I go from the post office to Corners where I purchase two tomatoes, a little bag of cashews, a loaf of bread, a dozen mushrooms, a chocolate bar, and a hunk of sheep cheese for a grand total of sixteen dollars. As I find myself (just for fun) calculating a forty per cent increase in my total, I overhear two Cornerites discussing the sudden absence of certain products due to the growing number of companies going out of business. (Do-it-yourselfers, no doubt.)
The sad truth is that we are at the very beginning, not the middle or the bottom, of an economic decline unlike any we have ever seen in our lifetimes. I walk out of Corners imagining thousands and millions of otherwise law-abiding citizens reduced to states of desperation in which an unguarded car containing a bag or two of groceries would prove irresistible.

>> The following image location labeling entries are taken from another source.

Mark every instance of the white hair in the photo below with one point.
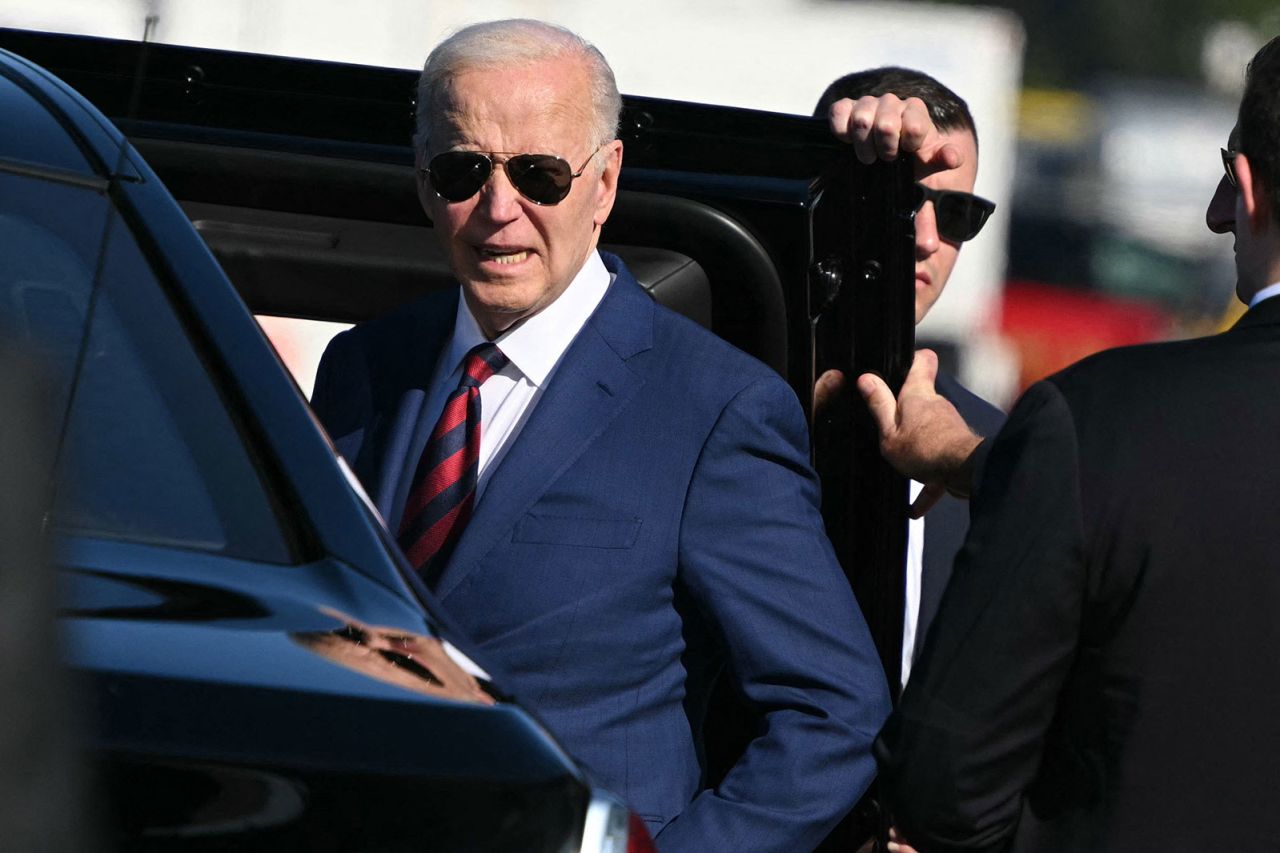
(517, 41)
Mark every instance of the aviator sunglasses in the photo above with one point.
(543, 178)
(1229, 167)
(960, 215)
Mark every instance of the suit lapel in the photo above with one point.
(592, 384)
(425, 334)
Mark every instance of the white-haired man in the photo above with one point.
(615, 503)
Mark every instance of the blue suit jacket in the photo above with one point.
(947, 523)
(654, 521)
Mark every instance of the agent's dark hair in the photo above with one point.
(947, 109)
(1260, 121)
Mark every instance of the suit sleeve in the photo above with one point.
(968, 738)
(755, 557)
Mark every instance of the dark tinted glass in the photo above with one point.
(149, 451)
(540, 177)
(30, 133)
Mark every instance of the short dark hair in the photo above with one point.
(1258, 121)
(947, 109)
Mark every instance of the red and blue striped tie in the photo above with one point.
(444, 483)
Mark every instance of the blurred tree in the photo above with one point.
(1072, 41)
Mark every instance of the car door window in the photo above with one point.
(147, 448)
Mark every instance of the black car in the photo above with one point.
(265, 670)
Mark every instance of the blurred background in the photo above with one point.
(1100, 123)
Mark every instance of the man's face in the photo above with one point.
(935, 258)
(1224, 213)
(513, 256)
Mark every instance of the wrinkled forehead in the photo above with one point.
(539, 108)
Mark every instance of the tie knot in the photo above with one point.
(481, 363)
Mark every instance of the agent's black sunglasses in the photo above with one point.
(1229, 167)
(543, 178)
(960, 215)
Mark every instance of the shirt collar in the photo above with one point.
(1265, 293)
(535, 346)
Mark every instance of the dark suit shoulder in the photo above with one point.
(981, 415)
(691, 363)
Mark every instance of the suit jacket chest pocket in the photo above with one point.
(612, 533)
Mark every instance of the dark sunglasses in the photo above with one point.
(1229, 165)
(543, 178)
(960, 215)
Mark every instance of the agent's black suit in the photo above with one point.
(1104, 673)
(947, 521)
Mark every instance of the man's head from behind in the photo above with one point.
(517, 228)
(935, 255)
(1252, 208)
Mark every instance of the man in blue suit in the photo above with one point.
(942, 226)
(613, 503)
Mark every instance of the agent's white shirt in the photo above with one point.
(534, 349)
(1265, 293)
(914, 574)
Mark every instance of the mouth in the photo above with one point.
(502, 255)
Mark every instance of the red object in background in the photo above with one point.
(1052, 327)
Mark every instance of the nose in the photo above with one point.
(1220, 215)
(926, 231)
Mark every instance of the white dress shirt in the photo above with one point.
(914, 575)
(534, 349)
(1265, 293)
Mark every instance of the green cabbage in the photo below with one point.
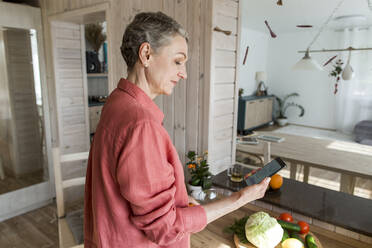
(263, 231)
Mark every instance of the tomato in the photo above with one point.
(304, 227)
(286, 217)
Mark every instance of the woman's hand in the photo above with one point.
(219, 208)
(253, 192)
(193, 201)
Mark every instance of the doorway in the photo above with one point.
(26, 177)
(81, 84)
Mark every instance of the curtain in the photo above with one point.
(354, 97)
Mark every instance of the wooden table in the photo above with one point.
(213, 235)
(349, 158)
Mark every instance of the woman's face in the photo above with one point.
(167, 66)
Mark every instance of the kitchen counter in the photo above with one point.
(333, 207)
(213, 236)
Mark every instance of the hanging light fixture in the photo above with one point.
(307, 63)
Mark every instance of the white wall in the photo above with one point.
(276, 57)
(258, 43)
(315, 87)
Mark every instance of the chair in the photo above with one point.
(70, 226)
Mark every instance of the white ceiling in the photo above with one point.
(283, 19)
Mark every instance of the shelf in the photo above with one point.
(96, 75)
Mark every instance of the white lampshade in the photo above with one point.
(261, 76)
(308, 64)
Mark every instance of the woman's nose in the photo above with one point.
(182, 74)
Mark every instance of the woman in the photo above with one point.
(135, 194)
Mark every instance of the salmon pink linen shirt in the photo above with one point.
(135, 195)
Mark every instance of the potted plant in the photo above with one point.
(283, 106)
(201, 178)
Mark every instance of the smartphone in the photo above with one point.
(268, 170)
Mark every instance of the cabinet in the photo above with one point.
(254, 112)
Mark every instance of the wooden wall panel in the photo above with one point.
(224, 87)
(180, 92)
(72, 106)
(26, 148)
(168, 101)
(188, 110)
(192, 83)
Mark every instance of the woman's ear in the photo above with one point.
(144, 53)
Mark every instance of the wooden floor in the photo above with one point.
(39, 229)
(10, 183)
(36, 229)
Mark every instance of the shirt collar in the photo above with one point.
(140, 96)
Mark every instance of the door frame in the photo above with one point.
(35, 196)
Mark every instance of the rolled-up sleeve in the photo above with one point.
(147, 182)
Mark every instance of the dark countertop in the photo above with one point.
(92, 104)
(254, 97)
(337, 208)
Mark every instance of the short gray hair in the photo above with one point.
(156, 28)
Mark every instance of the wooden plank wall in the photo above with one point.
(185, 110)
(223, 88)
(71, 92)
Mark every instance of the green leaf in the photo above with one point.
(195, 182)
(238, 228)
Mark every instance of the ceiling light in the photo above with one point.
(307, 64)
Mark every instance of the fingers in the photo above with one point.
(266, 181)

As if on cue, a homeless man I know greets me at my truck. “Hey, man,” he says, smiling hopefully. “Recognized your pickup. Haven’t eaten in two days. Help me out?”
I give him two pieces of bread, half my cheese, and five dollars, and then I calculate forty per cent of five dollars and give him that, too.
“It’s grim, man,” he says, eating ravenously. “Fuckin’ meltdown, man.”
Not quite ready to go home and write outraged letters to Blue Cross and my corporate congress people and corporate state legislators, I decide to chill by getting a sandwich and going to the beach. As I wait for my ham on rye in the lusciously warm Mendocino Market, I read a newspaper article about Obama’s plan for a Bad Bank in which the government will take over all the toxic investments of the criminals who bankrupted the nation. By the government’s own calculations the Bad Bank will add a trillion dollars or more to the swiftly mounting national debt. Obama says he hopes this Bad Bank will get the few remaining banks (run by the same criminals who created all the toxic investments) to start lending money (gotten from the government at zero interest) to small businesses and people for six to ten per cent interest.
And I wonder: Why doesn’t Obama’s government lend the money directly to the people? Why go through extortionists? Why doesn’t Obama’s government take over Anthem Blue Cross and put that mob of crooks and sadists out of business for the good of our nation and democracy and his daughters’ futures?
By the time I get to the beach my thoughts have frazzled into a snarl of anger and sorrow. I think of my recent three-minute eye checkup that cost a hundred and ten dollars, my auto insurance going up as the truck gets older, gas prices rising as crude oil prices fall, baseball players making twenty million dollars a year, movie stars making twenty million per movie, and millions of people without sufficient food or health care, and I’m too upset to eat my sandwich.
So I set the tasty comestible on a driftwood log, take off my shoes, and go wading in the shallows to cool my blood. And just as I’m starting to let go of the sorrows of the world, a great outburst of shrieking and crying turns me around in time to see three gulls and a raven fighting over the last few scraps of my sandwich.